Some MPs became so desperate they even used the phrase "equal but different", seemingly unaware of its overtones from the times of segregation in the US. This was a telling comparison. The primary difference is that traditionalists get to tell other people how to live their lives but other people do not. Everyone is equal, but some people are more equal than others.
This view was put most amusingly by Conservative MP Edward Leigh, who described a "merciless prism of equality", which I imagine would make a fine name from a prog rock band. But there are traces of this view in people who still retain the majority of their mental abilities, such as the Guardian's normally sensible Simon Jenkins. He trotted out a tired old fallacy this morning: "The true test of tolerance lies in its treatment of intolerance".
It is true that we must always be civil when engaging in political debate, even in our gladiatorial system. Politeness is not a bourgeois construct. It is the cartilage of political debate, the thing that stops all the harsh rhetoric turning into violence and hatred. 'Manners maketh man' - the slogan employed by Eton-lite school Winchester College - is not as reactionary as it sounds. Manners are a great equaliser: They enforce a common standard of treatment in an unequal society. They prevent political debate from sliding into US-style polarisation or ,worse, outright political violence. The most principled way to argue politics is with a raised eyebrow and a slim smile.
But conducting oneself with good manners is not the same as insisting on tolerance towards the intolerant.
The crucial fact of the gay marriage debate is this: oo-one is forcing anyone to have or conduct a gay marriage, but the current law prevents people from having one. The intolerance is all one way. The only situation in which the scales would be equal would be if Tory MPs were being forced to marry someone of the same sex, a day dream which, I must admit, I rather enjoy.
This idea, that traditionalists are a hounded minority, is very strong. It is a political device designed to paint the strong as the weak but presumably it must also correspond to a specific human psychological tendency because it is so prevalent. Traditionalists in the Church of England used it to prevent women bishops. It emerged again, weeks later, when the European court ruled against Christians wanting to deny their services as relationship therapists or registrars to gay couples. It comes every time some B&B couple closes their door to homosexuals, every time any progress is made towards a more equal society. The idea is that Christians are the real discriminated minority, and aggressive secularists are the threat.

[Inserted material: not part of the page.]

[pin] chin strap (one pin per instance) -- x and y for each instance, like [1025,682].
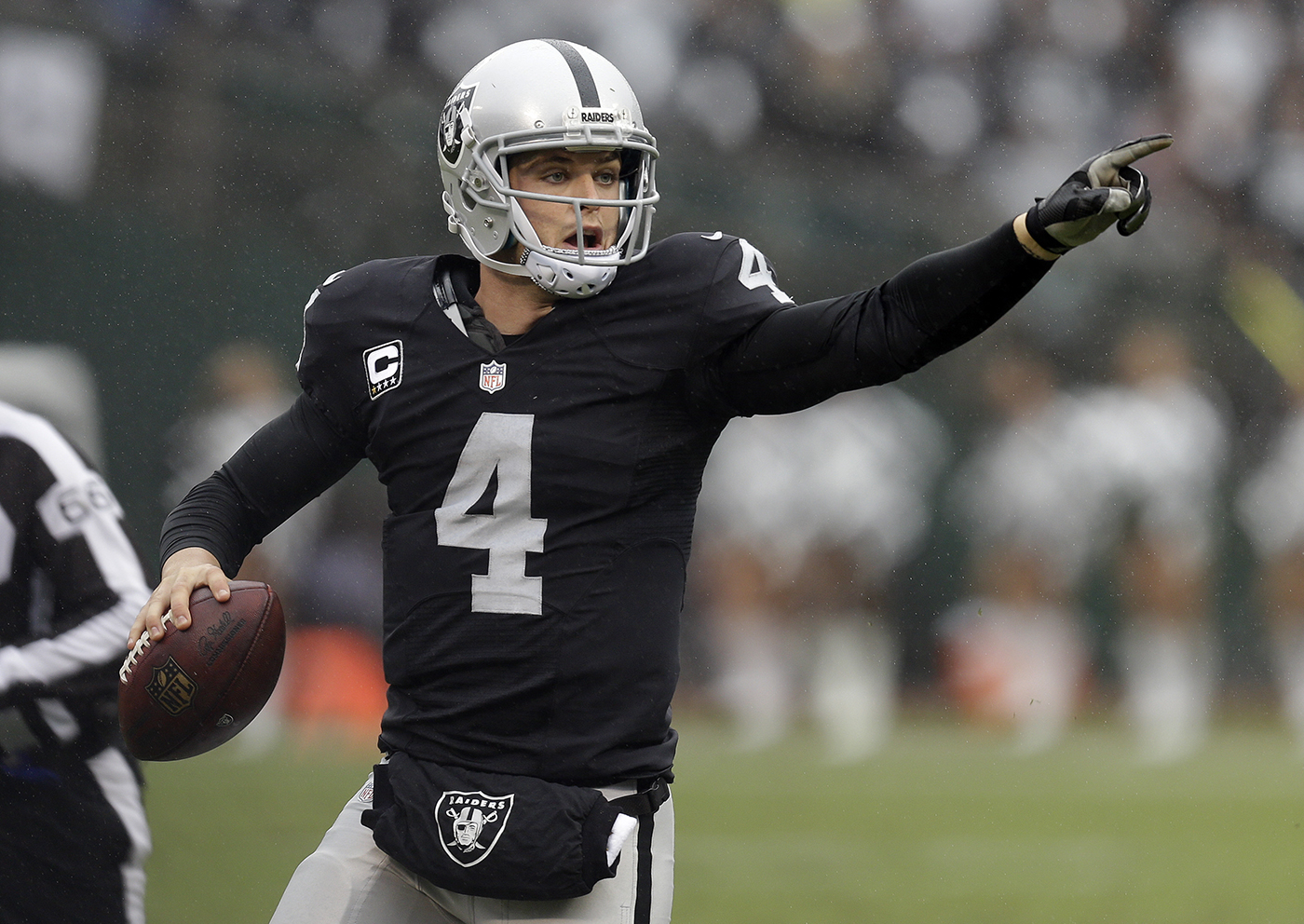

It is an error of thought. Society is made of competing freedoms. Current legislation stipulates that a gay couple's right to not be discriminated against when paying for a service overrules the Christian's right to refuse their professional services. That is a morally sound judgement, because the Christian can choose to offer their services, but the gay couple cannot chose whether they are gay.
Traditionalists are not being persecuted. They are protesting their inability to persecute others. The act of persecution is not a freedom. Quite the opposite: for freedom to exist, discrimination must be prevented. Casting discrimination as freedom is a grotesque semantic manipulation. It ill-befits any civilised person to use it.
We tolerate the intolerant to precisely this extent: on their own, with the curtains drawn, in much the same circumstances as a gay couple might choose to have sex, they can have whichever nasty, mean-spirited thoughts they like. But they don't get to discriminate against other people and call it freedom. We should treat intolerance with the intolerance it deserves.